CryoGEN-I: MAP estimation under an energy prior

Reconstruct each degraded tomogram into its single most probable clean volume — with an energy prior and the $P_Y$ proxy, and no ground truth at all

CryoGEN-I is the starting point of the CryoGEN lineage: it takes a tomogram $y$ corrupted by noise and the missing wedge and reconstructs the single most probable clean volume $x$ it corresponds to — a MAP (maximum a posteriori) point estimate, with no ground-truth labels at all. It gives the lineage its simplest and most rigorous foundation; CryoGEN-II then lifts “per-image optimality” to global distribution matching, and CryoWGEN replaces the single answer with a whole family of reconstructions.

Intuition

CryoGEN-I asks the most basic question: for each $y$ , what is the single most probable reconstruction $x$ ? That is a MAP problem. The catch is not the solving but the unseen prior $p(x)$ : we have no labels for clean volumes, and no formula for the density of “what makes an $x$ look like real structure.”

The way out rests on one observation: if a guessed reconstruction $x$ is plausible, then rotating it by a random angle and re-applying the missing-wedge corruption should produce something that looks just like a real, observed tomogram. If the corrupted result looks unlike any real data, $x$ must be wrong. Real data is abundant — so “does it look like a real observation?” becomes the supervision signal. This is CryoGEN’s $P_Y$ proxy idea.

The imaging model: turning unsupervised into matching in observation space

The whole CryoGEN lineage builds on the same degradation model:

y = \mathcal{T}_M(x) + \epsilon_n, \qquad \epsilon_n \sim \mathcal{N}(0, \sigma_n^2 I)

Term by term: $x$ is the isotropic clean volume we want; $\mathcal{T}_M$ is the missing-wedge operator, which carves out the wedge of Fourier space outside the tilt range — exactly what stretches a tomogram anisotropically along the missing direction; $\epsilon_n$ is Gaussian noise of variance $\sigma_n^2$ ; and $y$ is the corrupted observation, the only thing we actually hold.

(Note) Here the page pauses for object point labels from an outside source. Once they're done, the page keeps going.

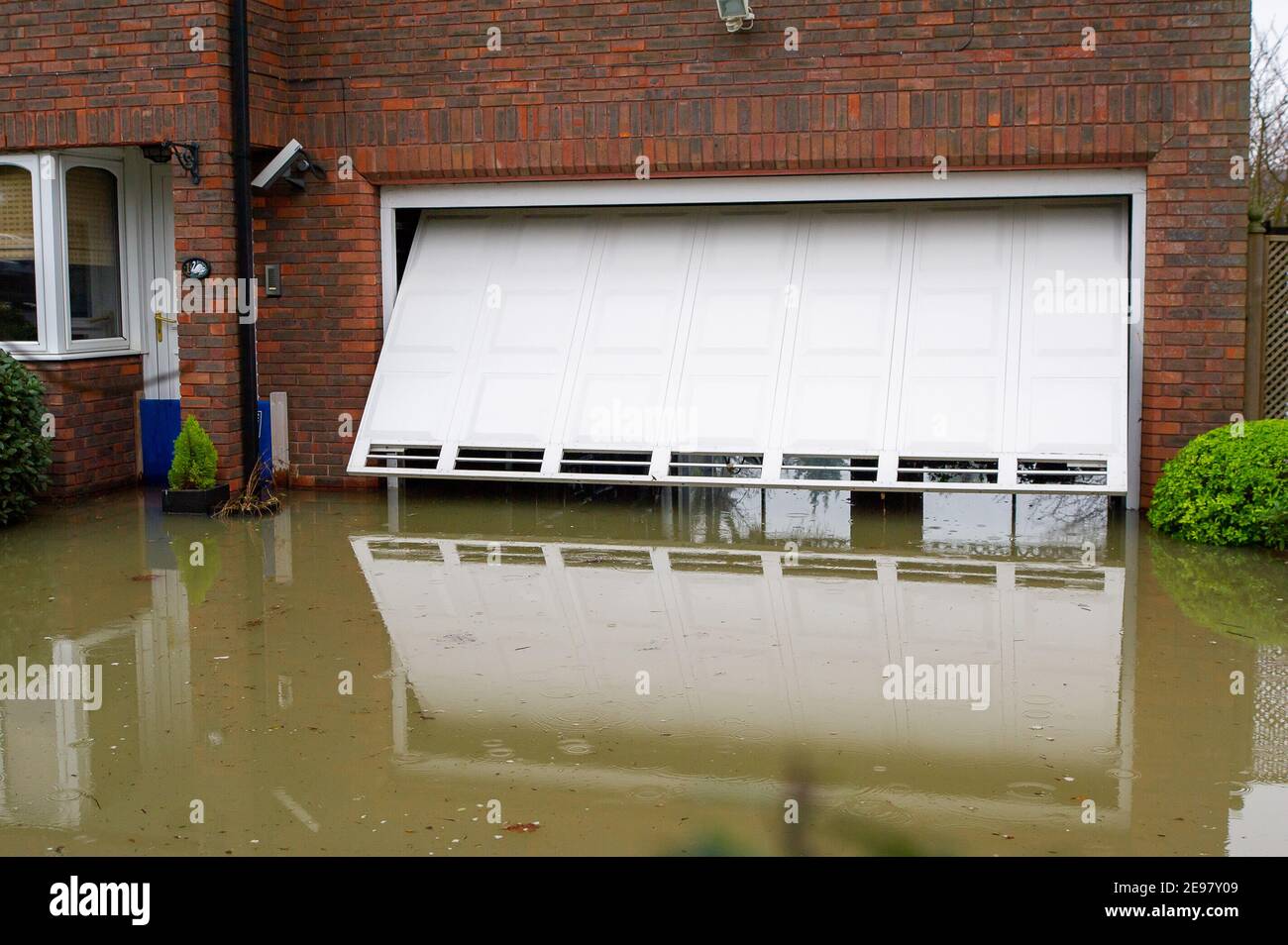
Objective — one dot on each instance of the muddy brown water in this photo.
(498, 671)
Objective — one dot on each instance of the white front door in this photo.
(160, 330)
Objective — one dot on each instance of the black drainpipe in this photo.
(245, 235)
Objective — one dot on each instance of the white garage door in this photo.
(961, 345)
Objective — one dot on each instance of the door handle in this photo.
(160, 322)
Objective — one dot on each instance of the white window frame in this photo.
(53, 299)
(31, 163)
(116, 168)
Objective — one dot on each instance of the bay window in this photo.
(63, 288)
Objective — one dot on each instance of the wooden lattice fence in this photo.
(1274, 329)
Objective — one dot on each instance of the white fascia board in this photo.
(767, 189)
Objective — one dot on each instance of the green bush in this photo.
(1225, 488)
(194, 459)
(25, 452)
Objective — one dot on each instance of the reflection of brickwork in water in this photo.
(1270, 720)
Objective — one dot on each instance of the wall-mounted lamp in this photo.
(735, 13)
(184, 154)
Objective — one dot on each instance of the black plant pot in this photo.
(193, 501)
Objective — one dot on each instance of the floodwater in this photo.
(497, 671)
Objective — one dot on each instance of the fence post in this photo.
(1253, 357)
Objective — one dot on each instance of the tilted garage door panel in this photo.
(1074, 347)
(954, 366)
(537, 279)
(840, 358)
(730, 365)
(897, 345)
(630, 343)
(424, 356)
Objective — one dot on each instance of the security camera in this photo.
(288, 165)
(735, 13)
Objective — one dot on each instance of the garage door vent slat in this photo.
(498, 460)
(380, 455)
(939, 471)
(854, 469)
(716, 465)
(593, 463)
(1061, 472)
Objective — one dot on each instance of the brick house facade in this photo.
(412, 93)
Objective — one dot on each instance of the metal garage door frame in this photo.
(1128, 183)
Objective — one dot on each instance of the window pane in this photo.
(93, 254)
(17, 257)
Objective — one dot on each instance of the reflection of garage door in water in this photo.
(975, 344)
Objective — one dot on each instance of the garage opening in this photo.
(910, 345)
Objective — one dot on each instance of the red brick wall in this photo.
(580, 88)
(80, 75)
(320, 340)
(91, 403)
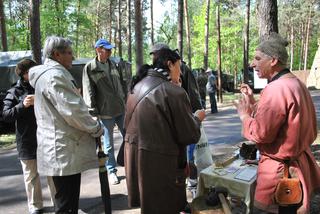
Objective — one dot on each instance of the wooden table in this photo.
(229, 177)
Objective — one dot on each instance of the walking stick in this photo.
(103, 176)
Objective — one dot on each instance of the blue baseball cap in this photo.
(103, 43)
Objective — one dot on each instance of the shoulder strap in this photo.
(143, 95)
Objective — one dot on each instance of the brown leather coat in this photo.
(158, 129)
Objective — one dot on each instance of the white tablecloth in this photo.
(225, 177)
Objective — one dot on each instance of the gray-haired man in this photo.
(66, 130)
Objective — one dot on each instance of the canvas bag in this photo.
(202, 153)
(288, 190)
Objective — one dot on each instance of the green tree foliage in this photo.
(84, 21)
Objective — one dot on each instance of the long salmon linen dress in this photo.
(284, 126)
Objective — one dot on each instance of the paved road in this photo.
(223, 130)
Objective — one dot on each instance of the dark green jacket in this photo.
(102, 90)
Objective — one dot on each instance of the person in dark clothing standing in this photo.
(202, 82)
(18, 107)
(212, 88)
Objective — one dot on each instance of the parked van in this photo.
(9, 60)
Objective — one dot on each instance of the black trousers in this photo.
(67, 193)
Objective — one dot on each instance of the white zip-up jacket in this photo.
(65, 131)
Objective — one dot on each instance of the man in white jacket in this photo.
(66, 132)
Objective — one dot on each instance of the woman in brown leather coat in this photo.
(159, 125)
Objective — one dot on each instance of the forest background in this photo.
(85, 21)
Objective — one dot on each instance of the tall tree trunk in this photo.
(119, 30)
(138, 33)
(219, 53)
(180, 27)
(129, 31)
(291, 46)
(110, 21)
(307, 40)
(206, 37)
(301, 46)
(186, 15)
(77, 30)
(35, 30)
(98, 21)
(56, 4)
(246, 44)
(4, 41)
(268, 18)
(151, 14)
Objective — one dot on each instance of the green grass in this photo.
(7, 140)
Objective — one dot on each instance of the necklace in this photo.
(281, 73)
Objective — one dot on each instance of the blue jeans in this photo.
(108, 146)
(213, 102)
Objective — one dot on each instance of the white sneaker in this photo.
(192, 182)
(113, 179)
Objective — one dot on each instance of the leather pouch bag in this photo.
(288, 190)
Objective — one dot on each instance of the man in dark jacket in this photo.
(189, 84)
(104, 95)
(18, 107)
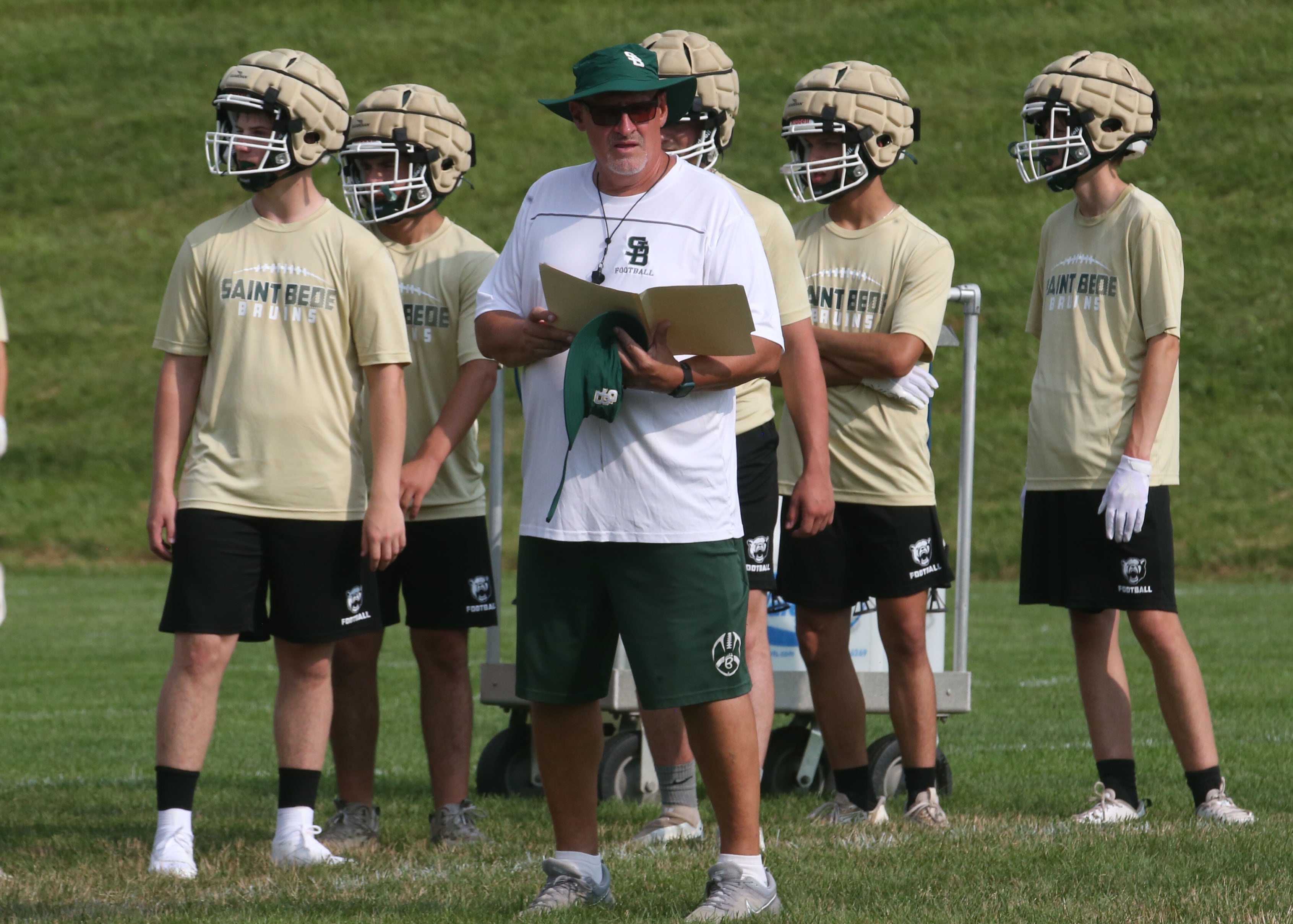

The key is to add a random rotation $R$ . The composite operator $\mathcal{T}_M \circ R$ bridges the “clean reconstruction space $\mathcal{X}$ ” and the “observed space $\mathcal{Y}$ ”: take any candidate $x$ , rotate it to a random orientation, apply the missing wedge, and you have projected it into observation space — where abundant real data is available to compare against. This bridge is what makes unsupervised learning possible: it translates “a reconstruction problem with no labels” into “does this match the real distribution in observation space?”

Two-domain toy example of the X and Y spaces — Two-domain toy example: left is the reconstruction space X, where E-step samples spread out and the network g_θ collapses them to the mode centers; right is the observation space Y with paired real samples. Training alternates EM-style — the E-step samples candidate restorations, the M-step updates network parameters, and the discriminator (D-step) supplies the adversarial prior.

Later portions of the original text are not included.